Inspired by this RDKit-discuss question from Liz Wylie: http://www.mail-archive.com/rdkit-discuss@lists.sourceforge.net/msg03676.html
from rdkit import Chem
from rdkit.Chem import MCS
from rdkit.Chem import Draw
from rdkit.Chem.Draw import IPythonConsole
from rdkit import rdBase
print rdBase.rdkitVersion
2014.03.1pre
Liz wanted to use custom atom types in the MCS code, yet still be able to get a readable SMILES for the MCS.
Here's a demonstration of the standard behavior of the MCS code for Liz's example.
smis=["COc1ccc(C(Nc2nc3c(ncn3COCC=O)c(=O)[nH]2)(c2ccccc2)c2ccccc2)cc1",
"COc1ccc(C(Nc2nc3c(ncn3COC(CO)(CO)CO)c(=O)[nH]2)(c2ccccc2)c2ccccc2)cc1"]
ms = [Chem.MolFromSmiles(x) for x in smis]
Draw.MolsToGridImage(ms,subImgSize=(300,300))
Start by defining a simple atom-type hash that combines atomic num and hybridization
def label(a):
return 100*int(a.GetHybridization())+a.GetAtomicNum()

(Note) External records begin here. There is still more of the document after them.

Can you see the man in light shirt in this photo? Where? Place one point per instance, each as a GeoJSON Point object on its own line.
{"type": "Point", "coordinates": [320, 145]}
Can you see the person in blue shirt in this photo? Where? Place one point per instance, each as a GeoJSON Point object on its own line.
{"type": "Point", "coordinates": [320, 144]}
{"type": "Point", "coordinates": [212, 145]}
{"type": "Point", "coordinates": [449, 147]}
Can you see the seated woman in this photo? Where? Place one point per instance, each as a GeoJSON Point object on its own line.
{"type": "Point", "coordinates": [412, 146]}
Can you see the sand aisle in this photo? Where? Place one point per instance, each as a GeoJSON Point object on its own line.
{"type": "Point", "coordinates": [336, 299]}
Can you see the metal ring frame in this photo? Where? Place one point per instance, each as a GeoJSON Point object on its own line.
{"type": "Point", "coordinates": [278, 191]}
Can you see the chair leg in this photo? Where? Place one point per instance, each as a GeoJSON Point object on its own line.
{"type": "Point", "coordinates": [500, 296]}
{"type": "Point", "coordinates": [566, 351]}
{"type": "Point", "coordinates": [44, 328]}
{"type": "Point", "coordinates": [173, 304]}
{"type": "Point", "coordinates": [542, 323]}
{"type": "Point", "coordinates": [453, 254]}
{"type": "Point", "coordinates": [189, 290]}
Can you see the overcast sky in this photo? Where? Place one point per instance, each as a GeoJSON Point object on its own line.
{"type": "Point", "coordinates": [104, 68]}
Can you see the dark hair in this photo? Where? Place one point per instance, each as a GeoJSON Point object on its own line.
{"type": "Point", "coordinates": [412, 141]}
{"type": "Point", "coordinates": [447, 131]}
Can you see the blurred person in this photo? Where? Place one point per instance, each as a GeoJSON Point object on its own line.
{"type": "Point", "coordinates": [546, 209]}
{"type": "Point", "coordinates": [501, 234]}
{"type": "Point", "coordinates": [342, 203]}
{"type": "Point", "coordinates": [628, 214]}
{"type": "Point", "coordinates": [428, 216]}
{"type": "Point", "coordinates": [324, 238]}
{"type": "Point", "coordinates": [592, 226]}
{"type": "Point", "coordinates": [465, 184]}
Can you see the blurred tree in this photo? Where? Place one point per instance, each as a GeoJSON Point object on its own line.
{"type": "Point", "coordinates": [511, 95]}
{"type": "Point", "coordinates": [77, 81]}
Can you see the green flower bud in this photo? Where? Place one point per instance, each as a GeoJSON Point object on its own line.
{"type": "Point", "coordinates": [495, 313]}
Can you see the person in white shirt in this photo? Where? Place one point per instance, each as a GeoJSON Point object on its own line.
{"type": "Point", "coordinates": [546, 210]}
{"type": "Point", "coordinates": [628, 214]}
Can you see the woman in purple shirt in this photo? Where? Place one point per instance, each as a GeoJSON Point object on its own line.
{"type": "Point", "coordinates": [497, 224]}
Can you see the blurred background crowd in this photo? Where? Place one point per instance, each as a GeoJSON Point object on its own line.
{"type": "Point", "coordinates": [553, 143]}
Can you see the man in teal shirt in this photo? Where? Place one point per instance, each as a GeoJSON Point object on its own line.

The easiest way to use custom atom types is to set (bogus) isotope labels on the atoms in a copy of each molecule:
nms = [Chem.Mol(x) for x in ms]
for nm in nms:
for at in nm.GetAtoms():
at.SetIsotope(label(at))
And now run the MCS on the copy using the "istope" mode and print the results:
mcs=MCS.FindMCS(nms,atomCompare='isotopes')
print mcs.smarts
[406*]-[308*]-[306*]:1:[306*]:[306*]:[306*](:[306*]:[306*]:1)-[406*](-[306*]:1:[306*]:[306*]:[306*]:[306*]:[306*]:1)(-[306*]:1:[306*]:[306*]:[306*]:[306*]:[306*]:1)-[307*]-[306*]:1:[307*]:[306*]:2:[306*](:[306*](:[307*]:1)=[308*]):[307*]:[306*]:[307*]:2-[406*]-[408*]-[406*]
That's what we asked for, but it's not exactly readable.
We can get to a more readable form in a two step process
This works because we know that the atom indices in the copies and the original molecules are the same.
Start by getting the match
mcsp = Chem.MolFromSmarts(mcs.smarts)
match = nms[0].GetSubstructMatch(mcsp)
And now use Chem.MolFragmentToSmiles to generate the actual SMILES. This function generates the SMILES for a user-specified subset of a molecule.
smi=Chem.MolFragmentToSmiles(ms[0],atomsToUse=match,isomericSmiles=True,canonical=False)
print smi
COc1ccc(C(Nc2nc3c(ncn3COC)c(=O)[nH]2)(c2ccccc2)c2ccccc2)cc1
core = Chem.MolFromSmiles(smi)
core
Note that in this particular case, the custom atom types don't make a difference in the MCS that is found.